In the most enthusiastically received plenary address at the HP/SAP Tech-Ed this week, the audience lapped up lessons learned by Atos KPMG from its enterprise portal implementation at British American Tobacco (BAT).
The most important lessons concerned knowledge of human behaviour.
In the fact-heavy presentation, Atos KPMG divisional director Andries Louw said the often-misunderstood concept of a portal implied nothing so much as a total re-design of enterprise architecture, a far-flung and complex undertaking.
"And one of the most important lessons one can take away from our experience is that the politics of an organisation will kill the project if you don`t get enterprise-wide buy-in, or if you don`t have a single sponsor and seat of responsibility at the highest level. This single factor is probably what made this 1 600-user portal succeed."
Decisions, decisions
Since the basic technology is "the same" for all kinds of portals, however superficial or extensive the functionality, and since most products have parity today (IBM WebSphere, SAP NetWeaver, etc), one has to decide on the desired portal type first, Louw said.
It can simply be an intranet consolidation, a self-service system such as for leave forms, a single-sign-on to all systems or a true "smart enterprise suite" portal. "This kind connects all systems and data sources such as HR, financial and databases in a single-sign-on interface, giving role-based user access via multiple device channels."
Fifteen portal truths
Atos KPMG advises implementers to remember these points when implementing a portal:
* Decide your e-business strategy beforehand - a portal is too visible a tool to mess up.
* Resolve document management first - a portal won`t do that for you.

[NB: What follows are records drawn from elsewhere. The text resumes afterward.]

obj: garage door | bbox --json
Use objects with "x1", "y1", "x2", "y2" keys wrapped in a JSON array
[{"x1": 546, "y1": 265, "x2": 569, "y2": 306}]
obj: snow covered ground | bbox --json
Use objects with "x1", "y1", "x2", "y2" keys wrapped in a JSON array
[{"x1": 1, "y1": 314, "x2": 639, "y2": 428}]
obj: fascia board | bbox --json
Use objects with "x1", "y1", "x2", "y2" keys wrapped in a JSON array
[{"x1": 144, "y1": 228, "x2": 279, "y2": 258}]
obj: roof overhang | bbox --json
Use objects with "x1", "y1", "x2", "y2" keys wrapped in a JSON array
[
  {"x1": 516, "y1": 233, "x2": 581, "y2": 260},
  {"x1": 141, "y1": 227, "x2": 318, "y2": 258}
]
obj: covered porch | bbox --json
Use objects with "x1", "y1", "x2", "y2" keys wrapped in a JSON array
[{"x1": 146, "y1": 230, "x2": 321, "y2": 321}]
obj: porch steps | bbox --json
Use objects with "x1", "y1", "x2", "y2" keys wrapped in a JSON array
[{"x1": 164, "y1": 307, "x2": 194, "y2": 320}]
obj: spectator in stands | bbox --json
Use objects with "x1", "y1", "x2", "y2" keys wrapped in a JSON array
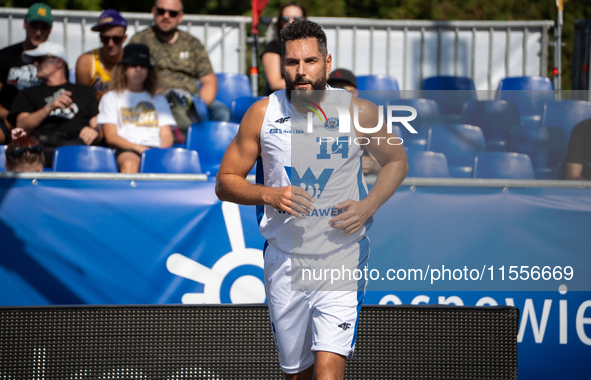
[
  {"x1": 327, "y1": 67, "x2": 380, "y2": 175},
  {"x1": 98, "y1": 44, "x2": 174, "y2": 173},
  {"x1": 129, "y1": 0, "x2": 229, "y2": 143},
  {"x1": 327, "y1": 67, "x2": 358, "y2": 97},
  {"x1": 565, "y1": 119, "x2": 591, "y2": 180},
  {"x1": 5, "y1": 128, "x2": 44, "y2": 172},
  {"x1": 261, "y1": 2, "x2": 307, "y2": 96},
  {"x1": 75, "y1": 9, "x2": 128, "y2": 102},
  {"x1": 0, "y1": 3, "x2": 53, "y2": 145},
  {"x1": 7, "y1": 41, "x2": 101, "y2": 168}
]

* Do you want a big bang or an evolution? You can have a big vision, but a small start is more politically astute.
* Manage expectations.
* Measure soft and hard benefits.
* Manage total cost of ownership or see it spiral out of control.
* Limit the number of roles, possibly using the personalisation component.
* Commit the customer at organisational, divisional and individual level.
* Commit full-time resources and fill this out with consultants.
* Choose implementation partners with proven experience.
* Spend time on an enterprise taxonomy of information.
* Use sufficient server capacity.
* Pilot at the right time.
* Do load testing.
* Use your one opportunity to get buy-in.
Louw said sellers often encountered the objection that buyers already had access to their systems and failed to see what else a portal gave them. But the html demo his firm gave BAT convinced the company that it would tie up all its systems into one interface, effectively removing technology from users, presenting only information in a consistent look and feel.
"Once they see that you can enter the organisational information portal from different ends, with different roles for users, and the other functionality that they get from having one access hub for all systems, including message centre, role-based news feeds or events, your problem will change from inertia to a snowballing of expectations," said Louw. "Then they will want cross-divisional collaboration and management dashboards. The important thing is to build a time of managing expectations into your project."
Cost versus strategy
Louw added that while the cost benefits of consolidating systems into one view are huge, long-term strategic benefits are greater. "Benefits and savings must be communicated and measured, tangible as well as intangible," he said.
"Also, you have to present a simple diagram of where you want to start and where you want it to finish. Politically, it is best to start small, although you may wish to view the big picture from the start. As long as your implementation is scalable to the nth iteration, you can start small."
He also cautioned against costs spiralling out of control. "Start with the portal as information dissemination front-end - a difficult enough undertaking, because it already implies accessing all systems via middleware. Then maybe go to self-service, enterprise integration, and finally workforce collaboration."